The next thing is to check for independence. The posterior distributions used to impute the missing values rely on Bayesian updating. While our use of the Jeffrys prior reduces the degree to which contiguous imputed datasets are related, there is still the opportunity for correlations across datasets. The “ac” command produces a correlogram of the “worst linear function” that allows us to assess independence. This is produced below.
This correlogram indicates that as long as we retain imputed datasets that are at least “10 datasets apart”, we should be fine. The default value of 100 for “burnbetween” is thus more than sufficient.
The remaining parameter to be set is the total number of imputed datasets to use for analysis. For this we use a handy, user-written Stata (and SAS) command from von Hippel (2020) called “how_many_imputations”.

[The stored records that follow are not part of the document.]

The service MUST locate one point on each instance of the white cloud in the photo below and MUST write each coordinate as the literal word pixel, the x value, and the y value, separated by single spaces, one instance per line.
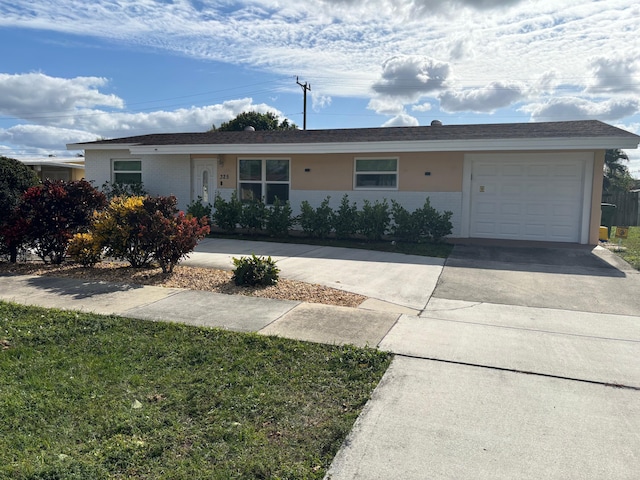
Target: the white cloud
pixel 615 75
pixel 47 138
pixel 44 98
pixel 497 48
pixel 386 106
pixel 402 120
pixel 409 77
pixel 425 107
pixel 319 101
pixel 91 125
pixel 575 108
pixel 487 99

The problem with random data is that it produces different results each time. “how_many_imputations” allows us to set the number of imputations so that the variation in estimates will remain within some pre-determined threshold value. The default value is to set the number of imputations so that the coefficient of variation of the standard error of the “worst linear function” is equal to 5%.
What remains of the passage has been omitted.